Changing stroke rehab and research worldwide now.Time is Brain! trillions and trillions of neurons that DIE each day because there are NO effective hyperacute therapies besides tPA(only 12% effective). I have 523 posts on hyperacute therapy, enough for researchers to spend decades proving them out. These are my personal ideas and blog on stroke rehabilitation and stroke research. Do not attempt any of these without checking with your medical provider. Unless you join me in agitating, when you need these therapies they won't be there.

What this blog is for:

My blog is not to help survivors recover, it is to have the 10 million yearly stroke survivors light fires underneath their doctors, stroke hospitals and stroke researchers to get stroke solved. 100% recovery. The stroke medical world is completely failing at that goal, they don't even have it as a goal. Shortly after getting out of the hospital and getting NO information on the process or protocols of stroke rehabilitation and recovery I started searching on the internet and found that no other survivor received useful information. This is an attempt to cover all stroke rehabilitation information that should be readily available to survivors so they can talk with informed knowledge to their medical staff. It lays out what needs to be done to get stroke survivors closer to 100% recovery. It's quite disgusting that this information is not available from every stroke association and doctors group.

Sunday, March 20, 2011

therapy intervention reason

I follow lots of stroke survivor blogs but only one therapist other than Pete Levine and that is Toni, she is a neuro therapist and works mainly with stroke patients and has wonderful insights.
http://community.advanceweb.com/blogs/pt_2/default.aspx?p=2
She talks about evidence based therapy vs. clinical experience. You as a patient should know the distinction because if your therapist can only use evidence-based therapy then they may not be able to point you to clinical trials in Phase I or II. Toni only seems to need to do that for classes. The more you know the better you will make your therapists. Consider it on-the-job training.
From Toni:
Every course I've taken has required me to produce evidence to support my interventions. I could use clinical experience to decide which intervention but not to support my decision.
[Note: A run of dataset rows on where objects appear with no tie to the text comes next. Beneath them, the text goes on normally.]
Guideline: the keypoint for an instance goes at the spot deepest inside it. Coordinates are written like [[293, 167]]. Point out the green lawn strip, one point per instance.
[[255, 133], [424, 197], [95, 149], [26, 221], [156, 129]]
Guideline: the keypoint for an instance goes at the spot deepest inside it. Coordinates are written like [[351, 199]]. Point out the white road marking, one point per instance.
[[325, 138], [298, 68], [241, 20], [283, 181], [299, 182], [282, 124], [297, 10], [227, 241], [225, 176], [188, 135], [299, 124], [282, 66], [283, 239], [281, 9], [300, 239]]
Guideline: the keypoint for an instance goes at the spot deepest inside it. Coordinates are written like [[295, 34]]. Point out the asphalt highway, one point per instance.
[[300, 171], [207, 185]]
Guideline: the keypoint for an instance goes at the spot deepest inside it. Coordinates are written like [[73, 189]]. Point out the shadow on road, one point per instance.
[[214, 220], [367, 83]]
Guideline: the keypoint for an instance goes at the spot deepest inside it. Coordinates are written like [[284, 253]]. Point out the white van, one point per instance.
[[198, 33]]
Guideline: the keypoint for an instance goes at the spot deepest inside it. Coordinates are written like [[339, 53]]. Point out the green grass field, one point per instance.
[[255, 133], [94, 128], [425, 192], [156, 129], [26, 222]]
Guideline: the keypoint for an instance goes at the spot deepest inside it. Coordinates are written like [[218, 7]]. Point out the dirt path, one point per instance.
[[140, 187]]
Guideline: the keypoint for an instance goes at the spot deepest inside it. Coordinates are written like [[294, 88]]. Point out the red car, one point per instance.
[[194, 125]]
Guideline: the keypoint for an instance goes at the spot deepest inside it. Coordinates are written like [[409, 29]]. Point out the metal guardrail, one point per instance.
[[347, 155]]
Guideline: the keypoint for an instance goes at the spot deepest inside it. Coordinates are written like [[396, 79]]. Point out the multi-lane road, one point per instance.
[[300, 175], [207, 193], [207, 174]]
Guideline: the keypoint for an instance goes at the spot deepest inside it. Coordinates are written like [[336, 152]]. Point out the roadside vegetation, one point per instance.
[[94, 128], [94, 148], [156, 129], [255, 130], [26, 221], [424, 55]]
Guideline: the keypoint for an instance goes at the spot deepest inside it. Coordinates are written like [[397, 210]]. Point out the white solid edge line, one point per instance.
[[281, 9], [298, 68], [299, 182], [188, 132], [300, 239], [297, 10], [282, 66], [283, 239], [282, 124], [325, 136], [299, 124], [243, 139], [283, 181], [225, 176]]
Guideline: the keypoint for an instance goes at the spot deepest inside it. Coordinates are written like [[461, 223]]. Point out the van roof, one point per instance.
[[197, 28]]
My experience with the treatment could not be cited. Unless I had a study supporting my decision, the intervention was acceptable.
There are two schools of thought. One stresses the evidence over everything else. The other ignores the evidence and relies on what has worked in the past. Ideally we want a patient-focused happy medium. Somewhere along the line, clinical experience came to be looked down on because it is intangible and not always reproducible. Skill level has an effect on this. Someone who is skilled in a technique is going to have better outcomes than someone just learning it.

1 comment:

  1. The best therapy I got was at a hospital connected to a university. To be specific, It was The health and Sciences Center of the University of Colorado. My therapist would go to the university library and read jourals, come over to the hospital and discuss her thoughts with the PT doctor, and then apply what she learned in my sessions. It was wonderful. I got out of the plastic brace on my leg and medicine dosage was reduced.